# Link to Range report on a 24/7 Pro C DS (holsters & pics)



## Stagger (Nov 4, 2008)

This is the thread I started right after getting my new Taurus... To this day, I have had no issues with it at all. Not a single misfire in over 500 rounds and it continues to be my main weapon. I have found it to be a great gun as described in the thread...


----------



## BeefyBeefo (Jan 30, 2008)

Stagger said:


> This is the thread I started right after getting my new Taurus... To this day, I have had no issues with it at all. Not a single misfire in over 500 rounds and it continues to be my main weapon. I have found it to be a great gun as described in the thread...


Welcome to the forum.

Glad to hear you're having good experiences with your Taurus. :smt023

I just left the People's Republic of Illinois about a month ago. Are you in the city?

-Jeff-


----------



## Stagger (Nov 4, 2008)

Yep right in Logan Square.... but shhhhh...  Actually, I should say that was all written when I was in NC with the gun at my folks house... I would never dream of breaking the local law in order to protect myself of course B)


----------



## DevilsJohnson (Oct 21, 2007)

Stagger said:


> This is the thread I started right after getting my new Taurus... To this day, I have had no issues with it at all. Not a single misfire in over 500 rounds and it continues to be my main weapon. I have found it to be a great gun as described in the thread...


How do you like those CarryLok holsters? I've looked at a couple but just can't drop the hammer on a sale. I worry about a bad wear point at the lock point. Does it affect anything on a poly gun?

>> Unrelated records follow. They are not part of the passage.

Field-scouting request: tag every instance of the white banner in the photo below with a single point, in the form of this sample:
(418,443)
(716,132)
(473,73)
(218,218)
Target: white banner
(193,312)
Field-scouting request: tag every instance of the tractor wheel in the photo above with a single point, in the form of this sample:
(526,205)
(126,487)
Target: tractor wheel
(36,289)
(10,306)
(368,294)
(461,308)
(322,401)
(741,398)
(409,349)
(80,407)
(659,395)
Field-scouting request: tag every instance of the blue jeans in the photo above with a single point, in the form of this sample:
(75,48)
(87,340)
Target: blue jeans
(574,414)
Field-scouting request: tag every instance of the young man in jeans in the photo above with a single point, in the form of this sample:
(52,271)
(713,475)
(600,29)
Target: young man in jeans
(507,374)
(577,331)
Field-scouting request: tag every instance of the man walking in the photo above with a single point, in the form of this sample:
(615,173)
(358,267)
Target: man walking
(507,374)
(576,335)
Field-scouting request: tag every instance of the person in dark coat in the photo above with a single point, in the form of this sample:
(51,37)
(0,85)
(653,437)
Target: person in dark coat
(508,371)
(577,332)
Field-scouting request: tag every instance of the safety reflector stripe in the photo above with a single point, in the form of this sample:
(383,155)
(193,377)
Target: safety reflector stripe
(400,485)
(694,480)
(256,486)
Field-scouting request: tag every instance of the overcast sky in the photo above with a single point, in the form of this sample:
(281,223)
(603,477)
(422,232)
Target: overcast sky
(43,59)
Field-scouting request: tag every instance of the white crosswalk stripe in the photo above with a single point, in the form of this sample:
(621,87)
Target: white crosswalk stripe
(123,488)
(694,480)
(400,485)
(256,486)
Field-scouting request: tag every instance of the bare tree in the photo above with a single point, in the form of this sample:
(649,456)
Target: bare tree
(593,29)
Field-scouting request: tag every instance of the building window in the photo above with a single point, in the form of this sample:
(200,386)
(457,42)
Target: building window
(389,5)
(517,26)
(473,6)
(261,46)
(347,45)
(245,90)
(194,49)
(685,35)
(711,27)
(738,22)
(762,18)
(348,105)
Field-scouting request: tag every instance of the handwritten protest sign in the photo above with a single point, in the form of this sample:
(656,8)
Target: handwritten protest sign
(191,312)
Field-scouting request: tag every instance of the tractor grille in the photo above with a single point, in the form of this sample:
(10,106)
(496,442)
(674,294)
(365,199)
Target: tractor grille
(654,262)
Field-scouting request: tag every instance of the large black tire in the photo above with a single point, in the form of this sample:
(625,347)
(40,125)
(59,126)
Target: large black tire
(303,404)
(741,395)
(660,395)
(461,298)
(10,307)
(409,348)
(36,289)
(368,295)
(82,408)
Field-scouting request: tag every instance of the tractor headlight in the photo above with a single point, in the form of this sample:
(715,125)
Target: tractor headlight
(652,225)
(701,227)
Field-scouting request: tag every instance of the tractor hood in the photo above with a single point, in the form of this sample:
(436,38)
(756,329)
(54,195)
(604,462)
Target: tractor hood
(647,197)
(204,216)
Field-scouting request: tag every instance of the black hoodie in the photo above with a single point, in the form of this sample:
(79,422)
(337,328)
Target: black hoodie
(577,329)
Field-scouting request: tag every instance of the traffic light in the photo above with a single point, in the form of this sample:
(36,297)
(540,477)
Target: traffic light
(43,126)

Have you tried one on a metal frame with a park or blued finish?


----------



## BeefyBeefo (Jan 30, 2008)

Stagger said:


> Yep right in Logan Square.... but shhhhh...  Actually, I should say that was all written when I was in NC with the gun at my folks house... *I would never dream of breaking the local law in order to protect myself *of course B)


Wise finish, as discussion of illegal activity around here is a big no-no. :smt023

The next review we should be reading from you is the review of your new home in a different state. :smt033:watching:

-Jeff-:smt1099


----------